I Friedkin, che hanno acquistato il club, hanno fatto grandi cose sul campo e fuori dal campo, costruendo una società moderna e ambiziosa. Tuttavia, l’ingaggio di Mourinho è stata la mossa più audace e ha portato un’ondata di entusiasmo senza precedenti tra i tifosi della Roma. La sua partenza potrebbe rappresentare un rischio per la società, che potrebbe scialacquare l’enorme patrimonio accumulato nei due anni di gestione del tecnico portoghese.
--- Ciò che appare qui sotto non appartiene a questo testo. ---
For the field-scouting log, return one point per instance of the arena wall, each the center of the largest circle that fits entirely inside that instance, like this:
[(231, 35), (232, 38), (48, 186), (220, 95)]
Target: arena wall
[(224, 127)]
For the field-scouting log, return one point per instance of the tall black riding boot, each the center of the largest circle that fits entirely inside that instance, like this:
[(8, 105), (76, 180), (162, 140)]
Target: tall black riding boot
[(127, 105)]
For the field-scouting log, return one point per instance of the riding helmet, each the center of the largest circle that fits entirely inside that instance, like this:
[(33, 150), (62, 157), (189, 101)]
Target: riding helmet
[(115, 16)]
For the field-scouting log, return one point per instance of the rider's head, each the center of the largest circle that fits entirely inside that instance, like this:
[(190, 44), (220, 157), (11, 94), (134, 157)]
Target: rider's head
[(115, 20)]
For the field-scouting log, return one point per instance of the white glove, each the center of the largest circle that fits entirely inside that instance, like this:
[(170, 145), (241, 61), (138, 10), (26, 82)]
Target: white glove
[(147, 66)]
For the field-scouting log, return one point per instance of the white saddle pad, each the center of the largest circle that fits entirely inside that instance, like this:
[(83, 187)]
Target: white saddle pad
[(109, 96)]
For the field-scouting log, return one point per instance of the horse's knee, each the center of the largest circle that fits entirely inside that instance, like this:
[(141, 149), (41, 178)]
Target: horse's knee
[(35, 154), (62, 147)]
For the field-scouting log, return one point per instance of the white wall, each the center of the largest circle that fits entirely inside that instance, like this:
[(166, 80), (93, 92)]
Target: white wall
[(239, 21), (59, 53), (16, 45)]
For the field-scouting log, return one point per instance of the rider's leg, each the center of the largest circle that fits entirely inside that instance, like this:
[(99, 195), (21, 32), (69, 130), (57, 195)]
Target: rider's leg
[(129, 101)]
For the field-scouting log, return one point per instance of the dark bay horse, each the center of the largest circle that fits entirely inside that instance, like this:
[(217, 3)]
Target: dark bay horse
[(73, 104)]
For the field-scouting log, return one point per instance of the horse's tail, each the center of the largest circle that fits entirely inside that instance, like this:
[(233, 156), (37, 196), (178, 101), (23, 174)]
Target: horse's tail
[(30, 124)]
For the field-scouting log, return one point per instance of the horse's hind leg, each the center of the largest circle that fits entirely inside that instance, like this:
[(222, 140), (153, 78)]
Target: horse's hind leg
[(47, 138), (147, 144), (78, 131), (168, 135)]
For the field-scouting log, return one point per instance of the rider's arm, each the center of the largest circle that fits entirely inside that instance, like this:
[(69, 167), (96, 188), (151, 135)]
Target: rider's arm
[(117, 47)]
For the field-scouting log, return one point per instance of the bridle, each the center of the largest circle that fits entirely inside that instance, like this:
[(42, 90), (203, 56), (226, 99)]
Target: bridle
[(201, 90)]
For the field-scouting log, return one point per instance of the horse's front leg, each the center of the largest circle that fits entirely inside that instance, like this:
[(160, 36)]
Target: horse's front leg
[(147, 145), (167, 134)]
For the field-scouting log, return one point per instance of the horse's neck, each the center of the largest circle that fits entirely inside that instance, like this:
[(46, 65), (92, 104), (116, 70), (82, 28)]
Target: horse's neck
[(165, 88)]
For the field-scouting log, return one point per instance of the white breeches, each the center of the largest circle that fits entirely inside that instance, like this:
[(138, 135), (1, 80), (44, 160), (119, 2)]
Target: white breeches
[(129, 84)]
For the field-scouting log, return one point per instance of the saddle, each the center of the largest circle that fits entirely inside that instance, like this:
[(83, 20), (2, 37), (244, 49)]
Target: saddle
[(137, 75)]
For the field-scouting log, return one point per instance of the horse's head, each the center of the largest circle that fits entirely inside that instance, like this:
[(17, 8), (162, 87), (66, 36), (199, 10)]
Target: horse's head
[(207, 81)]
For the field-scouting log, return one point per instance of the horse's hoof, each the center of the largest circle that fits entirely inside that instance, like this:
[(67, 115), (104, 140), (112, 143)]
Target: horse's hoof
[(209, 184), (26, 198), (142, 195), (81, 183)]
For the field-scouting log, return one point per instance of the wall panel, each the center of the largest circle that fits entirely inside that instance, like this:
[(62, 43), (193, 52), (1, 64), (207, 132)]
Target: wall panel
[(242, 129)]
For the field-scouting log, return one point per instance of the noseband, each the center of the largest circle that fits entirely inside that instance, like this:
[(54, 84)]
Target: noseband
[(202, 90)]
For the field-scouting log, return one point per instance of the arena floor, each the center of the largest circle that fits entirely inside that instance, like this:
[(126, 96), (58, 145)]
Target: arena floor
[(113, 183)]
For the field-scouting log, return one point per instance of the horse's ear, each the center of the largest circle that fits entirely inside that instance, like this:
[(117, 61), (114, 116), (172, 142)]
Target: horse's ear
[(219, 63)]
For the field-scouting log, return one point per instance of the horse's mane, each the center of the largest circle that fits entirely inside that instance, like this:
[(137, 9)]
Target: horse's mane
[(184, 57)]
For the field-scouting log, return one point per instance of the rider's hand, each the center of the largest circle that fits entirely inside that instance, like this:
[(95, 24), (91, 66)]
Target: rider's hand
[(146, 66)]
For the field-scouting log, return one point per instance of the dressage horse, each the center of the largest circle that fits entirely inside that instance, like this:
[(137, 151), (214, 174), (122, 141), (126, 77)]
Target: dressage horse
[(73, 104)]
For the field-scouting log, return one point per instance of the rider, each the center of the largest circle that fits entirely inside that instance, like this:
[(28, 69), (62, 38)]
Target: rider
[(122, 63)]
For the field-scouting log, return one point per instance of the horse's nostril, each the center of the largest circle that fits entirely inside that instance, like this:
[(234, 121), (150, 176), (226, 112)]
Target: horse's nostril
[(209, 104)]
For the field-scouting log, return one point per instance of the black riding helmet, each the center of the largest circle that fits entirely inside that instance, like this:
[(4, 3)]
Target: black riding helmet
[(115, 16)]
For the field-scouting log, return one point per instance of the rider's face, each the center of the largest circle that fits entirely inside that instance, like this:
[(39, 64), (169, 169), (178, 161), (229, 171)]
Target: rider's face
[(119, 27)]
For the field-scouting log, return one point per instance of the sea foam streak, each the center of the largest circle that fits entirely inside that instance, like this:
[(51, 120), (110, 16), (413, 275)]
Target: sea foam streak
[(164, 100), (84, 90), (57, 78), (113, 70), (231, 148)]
Al momento non si sa se ci sarà una ricucitura del rapporto fra la proprietà e l’allenatore, ma sarebbe un peccato non potenziare la squadra della Roma, che merita di essere rafforzata. Mourinho ha dimostrato di avere le competenze e la passione per guidare la squadra verso traguardi sempre più ambiziosi. La sua permanenza rappresenterebbe un segnale di continuità e di fiducia nella crescita della squadra. La Roma ha bisogno di Mourinho per diventare una grande squadra e i Friedkin hanno la responsabilità di garantire il suo futuro nella società capitolina.